No, I have not got time.
Frankly, the Tories hope that the G20 will fail—it would be to their political advantage—and their friends in the press, TV and radio have been taking every opportunity to contribute. They even quoted on BBC TV, with approbation, the Czech Prime Minister's denouncement of the policy of Obama and the British Prime Minister, but they did not mention—and I think it was germane—that the preceding day, he had lost a vote of confidence in his own Parliament due to his ludicrous running of the Czech economy. That did not get a mention. He was treated like some economic guru by virtually everybody who reported him.
The G20 must try to shorten and lessen the depth of the recession. Different approaches will be suggested by different Governments, employing all possible methods, including trying to strengthen the International Monetary Fund to make it a trifle less stupid than it has sometimes been. As my right hon. Friend John Reid pointed out, we will need to toughen the regulatory system, both national and international, and make it much more transparent.

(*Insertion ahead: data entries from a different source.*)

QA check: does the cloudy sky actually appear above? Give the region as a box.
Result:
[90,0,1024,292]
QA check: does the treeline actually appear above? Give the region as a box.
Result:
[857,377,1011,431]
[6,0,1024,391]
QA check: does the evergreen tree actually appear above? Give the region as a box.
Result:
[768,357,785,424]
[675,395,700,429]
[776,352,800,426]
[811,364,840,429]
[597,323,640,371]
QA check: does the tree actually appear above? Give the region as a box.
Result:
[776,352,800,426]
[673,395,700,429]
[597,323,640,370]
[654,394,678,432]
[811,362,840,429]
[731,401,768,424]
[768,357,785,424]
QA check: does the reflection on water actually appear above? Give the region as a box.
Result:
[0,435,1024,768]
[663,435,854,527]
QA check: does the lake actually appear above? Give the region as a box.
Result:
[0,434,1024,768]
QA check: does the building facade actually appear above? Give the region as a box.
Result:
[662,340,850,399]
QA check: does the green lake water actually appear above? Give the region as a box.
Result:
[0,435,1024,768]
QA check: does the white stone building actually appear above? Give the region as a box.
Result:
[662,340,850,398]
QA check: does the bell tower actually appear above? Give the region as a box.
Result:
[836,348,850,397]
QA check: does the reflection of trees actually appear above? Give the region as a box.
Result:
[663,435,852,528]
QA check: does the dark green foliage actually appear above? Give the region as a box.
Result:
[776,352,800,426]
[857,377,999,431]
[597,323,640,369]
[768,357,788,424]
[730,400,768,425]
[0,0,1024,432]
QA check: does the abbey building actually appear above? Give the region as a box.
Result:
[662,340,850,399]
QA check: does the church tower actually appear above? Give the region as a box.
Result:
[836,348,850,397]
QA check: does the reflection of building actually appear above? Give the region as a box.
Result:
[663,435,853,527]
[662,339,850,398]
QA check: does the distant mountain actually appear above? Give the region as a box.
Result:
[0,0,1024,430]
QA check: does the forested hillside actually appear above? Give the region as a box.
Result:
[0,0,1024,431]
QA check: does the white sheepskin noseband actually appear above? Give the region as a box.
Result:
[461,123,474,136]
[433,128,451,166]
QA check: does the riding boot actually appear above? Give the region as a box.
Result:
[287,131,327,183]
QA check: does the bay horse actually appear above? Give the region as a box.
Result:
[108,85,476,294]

We have to act on tax havens, which we all know private profiteers and corporations exploit to evade tax due on transactions and profits in places where the transactions occur and the profits are actually made.

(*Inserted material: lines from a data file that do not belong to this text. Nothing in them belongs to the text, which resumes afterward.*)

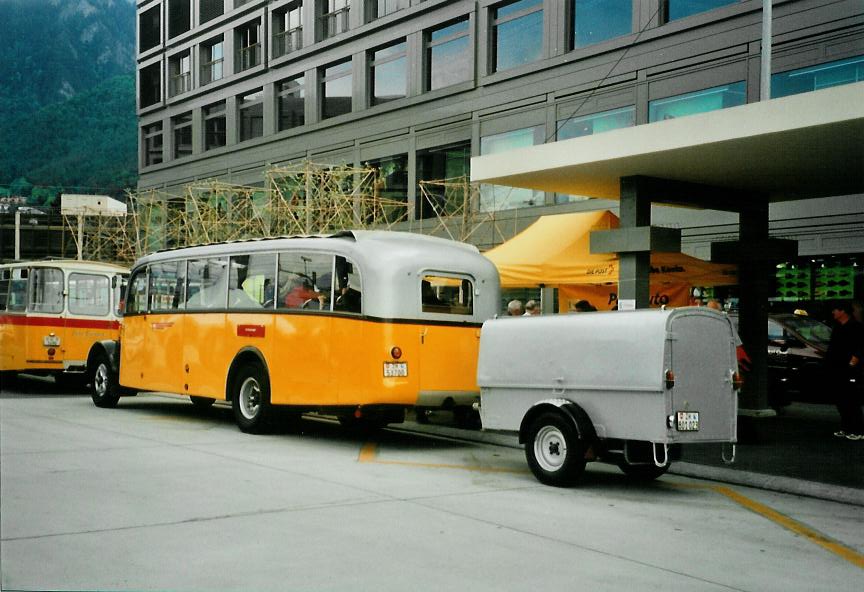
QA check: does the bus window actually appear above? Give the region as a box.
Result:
[333,256,363,313]
[420,275,474,315]
[148,261,186,312]
[126,268,147,314]
[30,267,63,313]
[228,253,276,309]
[186,257,228,310]
[276,251,333,310]
[69,273,111,316]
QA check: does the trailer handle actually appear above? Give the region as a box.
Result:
[651,442,669,467]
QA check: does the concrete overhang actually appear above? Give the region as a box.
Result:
[471,82,864,205]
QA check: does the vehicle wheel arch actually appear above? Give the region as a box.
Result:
[519,399,597,444]
[225,347,270,402]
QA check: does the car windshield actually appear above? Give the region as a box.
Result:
[782,316,831,347]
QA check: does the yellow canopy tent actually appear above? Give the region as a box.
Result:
[484,210,737,310]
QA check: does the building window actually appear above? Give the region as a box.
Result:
[321,59,353,119]
[648,80,747,122]
[201,35,225,86]
[369,41,408,105]
[558,107,636,140]
[237,88,264,142]
[204,101,227,150]
[198,0,225,24]
[168,0,192,39]
[426,18,474,90]
[273,0,303,58]
[168,50,192,97]
[141,121,162,166]
[414,142,471,220]
[492,0,543,72]
[771,56,864,99]
[661,0,739,23]
[316,0,351,41]
[138,6,162,53]
[171,113,192,158]
[138,62,162,109]
[366,0,411,23]
[276,75,306,131]
[480,125,544,212]
[570,0,633,49]
[234,21,261,72]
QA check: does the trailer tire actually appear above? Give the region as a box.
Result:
[618,458,672,483]
[525,411,585,487]
[90,352,120,409]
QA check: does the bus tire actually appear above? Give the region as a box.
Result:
[90,352,120,409]
[231,362,272,434]
[618,458,672,483]
[525,411,585,487]
[189,395,216,411]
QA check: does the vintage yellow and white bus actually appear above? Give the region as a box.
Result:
[89,231,500,432]
[0,260,129,386]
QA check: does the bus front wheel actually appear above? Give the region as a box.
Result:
[231,364,272,434]
[91,353,120,408]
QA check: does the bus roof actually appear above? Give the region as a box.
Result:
[0,259,129,273]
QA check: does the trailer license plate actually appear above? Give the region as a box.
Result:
[675,411,699,432]
[384,362,408,377]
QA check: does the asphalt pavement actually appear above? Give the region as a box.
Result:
[404,403,864,506]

We also have to act against commodity speculators. The oil price shot up to $140 a barrel, but there was no shortage of oil. Sometimes, in the time it took a cargo of crude leaving the Gulf to get to Halifax, Nova Scotia or Rotterdam, it was bought and sold 10 times. There were massive speculative increases in prices, and that has to be stopped.
Worse still, the price of rice practically trebled at one point, which was attributed to the fact that the Chinese had started eating more rice. Actually, a lot of filthy speculators in this country, in the United States and in European exchanges were trying to get more money out of rice. I was in Bangladesh recently, and I was assured by some of the rice farmers that they had not been paid three times as much for the rice they produced. We have to stop those speculators, because what they do is also part of banking's greed and stupidity. We have had difficulties in this country because of the credit crunch, but in many parts of the third world, what is happening is at that horrid boundary between life and death. People will die because of the greed of bankers, and it is shameful that bankers have continued to do what they have been doing. We need a changed world system; we do not want to go back to the old system. We cannot leave such matters to lightly regulated bankers, or to the apologists for bankers.
Some of the apologists are unable to make up their minds. Some say they do not want regulation, but others say they were not properly regulated. They cannot have it both ways. The latest line is that the old ways were the best: "Perhaps we could go back to the old ways when the Governor of Bank of England had influence." It is argued that people were constrained by the Governor's "raised eyebrows". You've got to be joking. The only thing that would have restrained the worst offenders who caused this crisis would not have been the Governor of the Bank of England raising his eyebrows, but the police feeling their collars.
The Governor's remarks were somewhat exaggerated by the newspapers, television and radio, and used to undermine the Prime Minister. The Governor expressed caution. Well, that is what Governors of the Bank of England do—it is their job to express caution. I remind the Governor that he has some very undistinguished predecessors. One of the greatest contributors to changing the Wall street crash into the great depression was the great Montague Norman, who absolutely insisted on rejecting Keynes' policies, which might have rescued the whole world from the '30s depression and Germany from Hitler.
I wish the Prime Minister well at the G20 in London and the subsequent G20 meetings. Nobody believes that things will be sorted out in one meeting, and there will be a long series of such meetings and many meetings of officials to thrash out the changes that are needed. If anyone does not wish him well and hopes that his efforts will fail, as I believe many Opposition Members do, they might be thinking about what is good for the Tory party but not about what is good for the people of this country.